Today I learned

January 1, 0001

This is an account of things I've learned day-by-day. Some are things I've looked up and maybe even used before, and subsequently forgot.

Some entries are mostly links to good articles that I've read.

May 2020

[2020-05-12 Tue]

date can be used to convert between timezones

For example:

$ date --date='TZ="US/Pacific" 09:00 next Fri'
Fri 15 May 17:00:00 BST 2020

[2020-05-13 Wed]

Assembly and C linkage

A clarification, more than a TIL. Given a label foo in assembly

  db 'This is a string',0

and a declaration in C

extern char foo;

foo in C will refer to the data at label foo, in this case 'T', whereas &foo will provide the address of the label foo.
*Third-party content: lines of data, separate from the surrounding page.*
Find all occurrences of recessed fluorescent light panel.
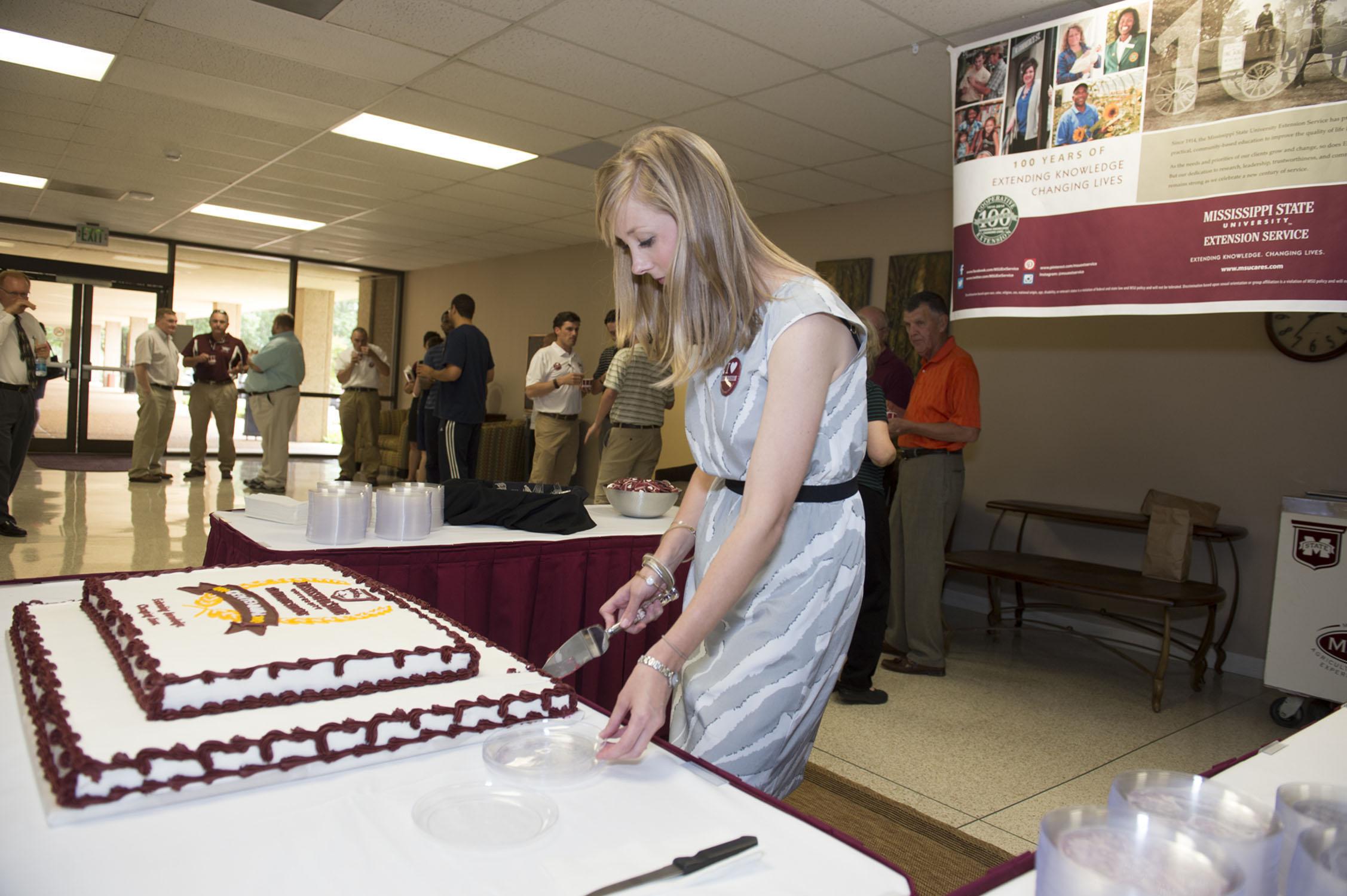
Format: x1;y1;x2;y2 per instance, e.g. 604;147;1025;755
192;202;324;231
0;28;112;81
0;171;47;190
333;112;537;168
If the string foo is desired, declare foo as

extern char[] foo;

[2020-05-14 Thu]

gdb can connect to a remote server for debugging

gdb can connect over tcp/unix socket etc to a remote binary (even a gdb server, which can launch and/or attach to any process). Debug symbols are only needed in a local binary.

qemu has some integration with this functionality to help debug kernels etc.

org-mode can insert dates with C-c !

Handy for writing the date next to items in org-mode. Uses a calendar for selection.

iret vs iretq

iret needs special instruction to return from an interrupt handler in 64-bit mode (it defaults to a 32-bit return). iretq does this.

[2020-05-15 Fri]

Linux calling convention stack alignment

Linux expects the stack to be 16-byte aligned when a function is entered. call pushes the return address to the stack (8 bytes), so before call, the stack needs to be odd height (assuming it is aligned to 16 bytes to begin with).

Linux allows multiple returns in registers

More precisely, integers are returned in rax or rdx:rax, while floating point numbers are returned in xmm0 or xmm1:xmm0.

x86_64 has conditional jump, mov and set instructions

Conditional jump is well known and standard, but (the prefix) cmov provides a conditional move, and (prefix) set provides a conditional set.

These operations can be conditioned on (s)sign, (z)zero, (c)carry or (o)overflow. (n) can be added to negate.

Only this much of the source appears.